Searching the elasticsearch jar file...The class file is there...
[anant@psvc01nodecdh4 jarfiles]$ jar tvf /opt/esh/dist/elasticsearch-hadoop-mr-2.1.2.jar | grep "EsInputFormat"
2068 Thu Oct 29 17:47:36 MST 2015 org/elasticsearch/hadoop/mr/EsInputFormat$AbstractWritableShardRecordReader.class
1867 Thu Oct 29 17:47:36 MST 2015 org/elasticsearch/hadoop/mr/EsInputFormat$JsonWritableShardRecordReader.class
3676 Thu Oct 29 17:47:36 MST 2015 org/elasticsearch/hadoop/mr/EsInputFormat$ShardInputSplit.class
9248 Thu Oct 29 17:47:36 MST 2015 org/elasticsearch/hadoop/mr/EsInputFormat$ShardRecordReader.class
3336 Thu Oct 29 17:47:36 MST 2015 org/elasticsearch/hadoop/mr/EsInputFormat$WritableShardRecordReader.class
7199 Thu Oct 29 17:47:36 MST 2015 org/elasticsearch/hadoop/mr/EsInputFormat.class

The Hadoop version:

[anant@psvc01nodecdh4 jarfiles]$ hadoop version
Hadoop 2.6.0-cdh5.4.5
Subversion http://github.com/cloudera/hadoop -r ab14c89fe25e9fb3f9de4fb852c21365b7c5608b
Compiled by jenkins on 2015-08-12T21:12Z
Compiled with protoc 2.5.0
From source with checksum d31cb7e46b8602edaf68d335b785ab
This command was run using /usr/lib/hadoop/hadoop-common-2.6.0-cdh5.4.5.jar

Can anyone help me with this issue? What am I missing?

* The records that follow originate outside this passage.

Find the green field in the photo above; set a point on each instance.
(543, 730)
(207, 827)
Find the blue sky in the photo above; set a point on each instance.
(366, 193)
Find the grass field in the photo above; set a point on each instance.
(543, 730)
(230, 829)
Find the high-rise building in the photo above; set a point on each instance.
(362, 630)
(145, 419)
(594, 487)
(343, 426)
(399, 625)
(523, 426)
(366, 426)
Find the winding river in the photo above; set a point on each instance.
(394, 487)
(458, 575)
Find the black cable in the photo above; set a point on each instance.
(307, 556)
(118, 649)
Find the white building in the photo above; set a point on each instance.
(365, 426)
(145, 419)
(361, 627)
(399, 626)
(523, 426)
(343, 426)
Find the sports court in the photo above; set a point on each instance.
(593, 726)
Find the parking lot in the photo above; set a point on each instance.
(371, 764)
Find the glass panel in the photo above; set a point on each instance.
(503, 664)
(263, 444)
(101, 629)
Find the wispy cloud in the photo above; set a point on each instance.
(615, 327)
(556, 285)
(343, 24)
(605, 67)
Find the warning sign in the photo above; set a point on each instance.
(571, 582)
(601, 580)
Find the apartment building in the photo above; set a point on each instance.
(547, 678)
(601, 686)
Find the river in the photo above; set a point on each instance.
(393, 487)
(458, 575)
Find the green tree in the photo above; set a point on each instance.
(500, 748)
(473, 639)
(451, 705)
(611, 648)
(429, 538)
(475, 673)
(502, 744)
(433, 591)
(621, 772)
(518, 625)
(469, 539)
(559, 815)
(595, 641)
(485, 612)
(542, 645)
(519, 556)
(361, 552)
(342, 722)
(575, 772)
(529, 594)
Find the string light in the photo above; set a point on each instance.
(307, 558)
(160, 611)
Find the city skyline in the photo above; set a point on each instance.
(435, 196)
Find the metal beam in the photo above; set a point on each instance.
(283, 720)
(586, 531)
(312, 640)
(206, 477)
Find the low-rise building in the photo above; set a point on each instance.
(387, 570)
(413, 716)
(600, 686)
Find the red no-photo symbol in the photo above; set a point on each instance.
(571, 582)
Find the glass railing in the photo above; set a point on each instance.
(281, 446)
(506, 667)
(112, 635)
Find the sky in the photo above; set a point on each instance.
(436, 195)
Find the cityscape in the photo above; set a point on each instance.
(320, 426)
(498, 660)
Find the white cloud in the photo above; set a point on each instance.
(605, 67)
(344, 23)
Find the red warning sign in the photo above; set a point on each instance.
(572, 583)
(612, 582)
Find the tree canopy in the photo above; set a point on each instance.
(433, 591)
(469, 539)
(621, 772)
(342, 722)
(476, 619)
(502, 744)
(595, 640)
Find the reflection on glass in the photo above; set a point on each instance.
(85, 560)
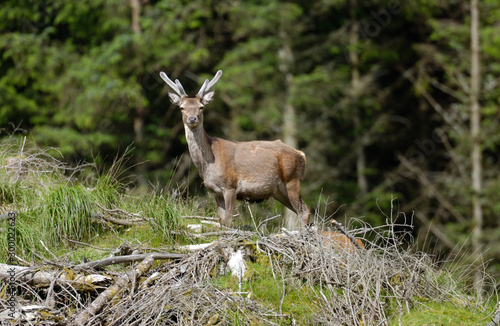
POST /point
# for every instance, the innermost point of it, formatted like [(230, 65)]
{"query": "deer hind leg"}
[(289, 195), (226, 206)]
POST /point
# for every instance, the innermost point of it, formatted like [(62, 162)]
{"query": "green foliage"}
[(81, 79), (433, 313), (162, 214), (67, 214)]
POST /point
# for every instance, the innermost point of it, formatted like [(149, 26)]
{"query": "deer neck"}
[(199, 145)]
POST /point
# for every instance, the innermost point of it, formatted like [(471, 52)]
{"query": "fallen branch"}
[(133, 274), (347, 234), (208, 218), (128, 259), (44, 278), (495, 321), (130, 222)]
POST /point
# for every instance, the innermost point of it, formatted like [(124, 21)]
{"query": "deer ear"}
[(207, 97), (174, 98)]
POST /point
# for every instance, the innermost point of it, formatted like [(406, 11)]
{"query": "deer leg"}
[(295, 199), (226, 206)]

You have not setup the classpath properly. HADOOP_CLASSPATH doesn't really work since many times it is computed automatically by the Hadoop scripts and thus it might be overwritten.

Do not that libjars only works if your code uses GenericToolOptions and Tools - if not, it's better to simply embed the jar within your own and thus not have to worry about it.